In a news release, the organization said it believes that Harvard "is discriminating against Asian-American students by using a ‘quota’ or ‘ceiling’ to limit their admission to the university."

Since the U.S. Supreme Court’s ambiguous ruling in Fisher v. University of Texas at Austin (No. 11-345) last June, colleges that consider applicants’ race and ethnicity have reassessed their admissions policies, hoping to insulate them from legal challenges.
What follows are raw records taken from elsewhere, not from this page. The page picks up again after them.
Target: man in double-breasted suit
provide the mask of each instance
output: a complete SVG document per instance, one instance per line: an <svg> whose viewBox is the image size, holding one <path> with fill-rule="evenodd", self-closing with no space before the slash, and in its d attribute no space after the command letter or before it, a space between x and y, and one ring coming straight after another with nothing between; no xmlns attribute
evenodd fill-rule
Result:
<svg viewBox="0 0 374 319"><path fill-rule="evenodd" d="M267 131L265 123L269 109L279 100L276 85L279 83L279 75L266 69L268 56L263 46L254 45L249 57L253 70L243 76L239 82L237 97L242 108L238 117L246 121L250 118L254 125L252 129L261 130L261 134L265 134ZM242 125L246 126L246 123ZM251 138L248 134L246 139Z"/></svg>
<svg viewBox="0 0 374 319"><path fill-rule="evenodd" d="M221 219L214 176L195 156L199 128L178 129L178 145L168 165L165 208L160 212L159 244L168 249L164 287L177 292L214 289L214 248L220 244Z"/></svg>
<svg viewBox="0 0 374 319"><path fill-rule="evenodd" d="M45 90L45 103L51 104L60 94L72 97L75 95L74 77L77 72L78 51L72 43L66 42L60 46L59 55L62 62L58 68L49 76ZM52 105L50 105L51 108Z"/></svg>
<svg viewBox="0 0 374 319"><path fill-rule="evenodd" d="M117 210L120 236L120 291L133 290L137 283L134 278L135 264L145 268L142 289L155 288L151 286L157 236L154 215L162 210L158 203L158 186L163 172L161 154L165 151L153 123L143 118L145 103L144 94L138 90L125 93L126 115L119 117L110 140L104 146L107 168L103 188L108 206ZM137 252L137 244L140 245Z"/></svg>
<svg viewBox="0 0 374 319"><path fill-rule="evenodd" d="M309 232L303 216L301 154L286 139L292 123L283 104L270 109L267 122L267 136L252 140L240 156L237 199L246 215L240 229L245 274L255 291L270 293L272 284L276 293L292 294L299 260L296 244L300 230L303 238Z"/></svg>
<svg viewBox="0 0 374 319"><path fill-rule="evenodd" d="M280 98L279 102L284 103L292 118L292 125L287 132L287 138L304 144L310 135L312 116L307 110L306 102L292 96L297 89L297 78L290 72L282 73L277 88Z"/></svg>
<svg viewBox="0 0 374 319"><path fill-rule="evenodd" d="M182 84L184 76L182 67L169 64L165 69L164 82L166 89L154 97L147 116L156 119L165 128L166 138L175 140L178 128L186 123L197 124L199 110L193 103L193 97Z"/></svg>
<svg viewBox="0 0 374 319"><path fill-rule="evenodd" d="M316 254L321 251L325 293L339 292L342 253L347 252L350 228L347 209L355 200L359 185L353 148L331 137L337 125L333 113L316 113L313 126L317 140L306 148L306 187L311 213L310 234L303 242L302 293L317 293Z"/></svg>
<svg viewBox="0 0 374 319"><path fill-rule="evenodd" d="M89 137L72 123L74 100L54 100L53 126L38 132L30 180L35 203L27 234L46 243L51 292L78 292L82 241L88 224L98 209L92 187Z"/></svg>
On the heels of the ruling, Edward Blum, director of the Project on Fair Representation, predicted "a wave of litigation against colleges." Now his organization—which provided legal counsel to Abigail Noel Fisher, the plaintiff in the Texas case—is poised to make more waves.

The organization is also encouraging anyone with "firsthand knowledge" of the use of race in admissions policies and practices at the three colleges "to come forward and speak up as well," the news release says.

It was not immediately clear why Mr. Blum’s organization had singled out Harvard, North Carolina, and Wisconsin. Each of the three websites makes the same assertion: "It is our belief that [the college] has not followed the Supreme Court’s instructions and it is vulnerable to a lawsuit."

Mr. Blum said last year that he interpreted the Fisher ruling to mean colleges must first try out a race-neutral admissions policy before adopting a race-conscious one. But other legal experts have rejected that interpretation.

In September, Catherine E. Lhamon, assistant secretary in the Education Department’s Office for Civil Rights, said the Fisher ruling did not mean colleges must go so far as to adopt race-neutral alternatives before considering race-conscious policies. "They don’t have to be tried and used first," she said.